This photo essay is part of a series exploring the dimensions of daily life in West Virginia, “coal country” as it’s known, where chronic job loss has affected every aspect of life since the industry’s decline began in the 1960s. For generations, communities have grappled with teacher shortages, homelessness, business closures and food insecurity, problems that worsened when the coronavirus struck in March and West Virginians began to see their children go hungry.
Editor’s Note:
F. Brian Ferguson has been photographing in West Virginia for 25 years, mostly for major newspapers like the Charleston Gazette. But like many newspaper photographers, he has a personal project going on the side.

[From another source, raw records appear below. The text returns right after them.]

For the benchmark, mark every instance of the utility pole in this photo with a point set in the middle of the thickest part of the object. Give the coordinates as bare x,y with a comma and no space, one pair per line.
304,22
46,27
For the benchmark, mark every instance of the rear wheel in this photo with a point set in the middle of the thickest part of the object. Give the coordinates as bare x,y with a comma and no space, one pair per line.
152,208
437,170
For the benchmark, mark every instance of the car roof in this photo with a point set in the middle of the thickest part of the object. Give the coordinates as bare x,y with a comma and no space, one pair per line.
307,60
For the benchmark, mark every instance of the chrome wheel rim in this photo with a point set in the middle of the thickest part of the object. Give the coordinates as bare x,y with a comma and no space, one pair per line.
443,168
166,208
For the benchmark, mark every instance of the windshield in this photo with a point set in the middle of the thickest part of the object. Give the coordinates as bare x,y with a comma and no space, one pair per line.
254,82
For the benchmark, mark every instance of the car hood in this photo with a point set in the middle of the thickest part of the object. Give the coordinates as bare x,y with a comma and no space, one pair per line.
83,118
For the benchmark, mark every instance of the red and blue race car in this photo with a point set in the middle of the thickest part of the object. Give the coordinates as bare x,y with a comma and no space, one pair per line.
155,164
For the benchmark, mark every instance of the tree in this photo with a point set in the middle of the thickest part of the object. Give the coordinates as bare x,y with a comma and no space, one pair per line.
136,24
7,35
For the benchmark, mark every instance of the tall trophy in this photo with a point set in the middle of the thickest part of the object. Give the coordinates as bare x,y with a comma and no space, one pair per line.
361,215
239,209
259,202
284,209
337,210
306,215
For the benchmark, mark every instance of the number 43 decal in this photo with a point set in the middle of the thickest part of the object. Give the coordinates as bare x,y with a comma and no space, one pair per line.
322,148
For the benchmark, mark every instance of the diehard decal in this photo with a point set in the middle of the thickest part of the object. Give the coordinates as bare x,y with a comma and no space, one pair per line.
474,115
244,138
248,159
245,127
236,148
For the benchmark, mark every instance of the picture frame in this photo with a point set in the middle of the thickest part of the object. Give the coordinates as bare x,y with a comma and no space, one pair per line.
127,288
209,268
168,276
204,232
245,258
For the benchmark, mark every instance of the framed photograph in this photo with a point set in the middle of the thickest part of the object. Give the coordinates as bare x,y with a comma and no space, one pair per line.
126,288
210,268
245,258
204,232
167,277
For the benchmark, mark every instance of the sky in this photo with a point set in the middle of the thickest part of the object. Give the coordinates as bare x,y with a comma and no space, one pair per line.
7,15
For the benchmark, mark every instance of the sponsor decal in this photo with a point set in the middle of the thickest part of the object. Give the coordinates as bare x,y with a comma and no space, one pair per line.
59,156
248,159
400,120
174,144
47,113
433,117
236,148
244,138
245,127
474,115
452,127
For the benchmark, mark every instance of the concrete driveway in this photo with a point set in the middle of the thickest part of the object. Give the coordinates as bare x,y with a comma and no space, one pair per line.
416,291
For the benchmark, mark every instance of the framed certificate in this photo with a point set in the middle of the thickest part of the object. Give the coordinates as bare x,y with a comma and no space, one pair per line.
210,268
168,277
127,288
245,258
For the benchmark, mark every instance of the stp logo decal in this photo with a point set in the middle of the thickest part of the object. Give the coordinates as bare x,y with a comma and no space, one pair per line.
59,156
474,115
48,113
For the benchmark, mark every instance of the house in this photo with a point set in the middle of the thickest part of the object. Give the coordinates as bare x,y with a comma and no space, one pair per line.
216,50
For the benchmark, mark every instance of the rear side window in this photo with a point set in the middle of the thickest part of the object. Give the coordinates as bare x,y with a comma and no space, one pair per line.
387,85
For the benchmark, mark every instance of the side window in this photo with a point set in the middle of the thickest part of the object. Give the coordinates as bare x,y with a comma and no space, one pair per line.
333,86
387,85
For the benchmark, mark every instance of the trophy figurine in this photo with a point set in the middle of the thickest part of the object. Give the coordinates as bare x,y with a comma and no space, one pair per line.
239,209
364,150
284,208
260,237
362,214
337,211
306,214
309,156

Comprising hundreds of photographs spread across his Zip drives, negative sleeves, CDs and hard drives, “Vanishing West Virginia” is a love letter to Ferguson’s home state and an elegy to a way of life he sees disappearing.
“Most of the men in my family were coal miners, but my grandpa ran two newspapers – one was a serious paper, and the other was a more literary and humorous paper called The West Virginia Hillbilly,” Ferguson said. “I think I absorbed a lot of his complicated humor and put it in my pictures.”
Ferguson’s pictures recall Robert Frank’s landmark work The Americans, and he says he was influenced by other photographers you’d expect – Danny Lyon, Eugene Smith, Eugene Richards. His pictures, however, dig far deeper than simply mimicking visual styles – they stand on their own as both earnest and deftly observed moments in an often-misunderstood place.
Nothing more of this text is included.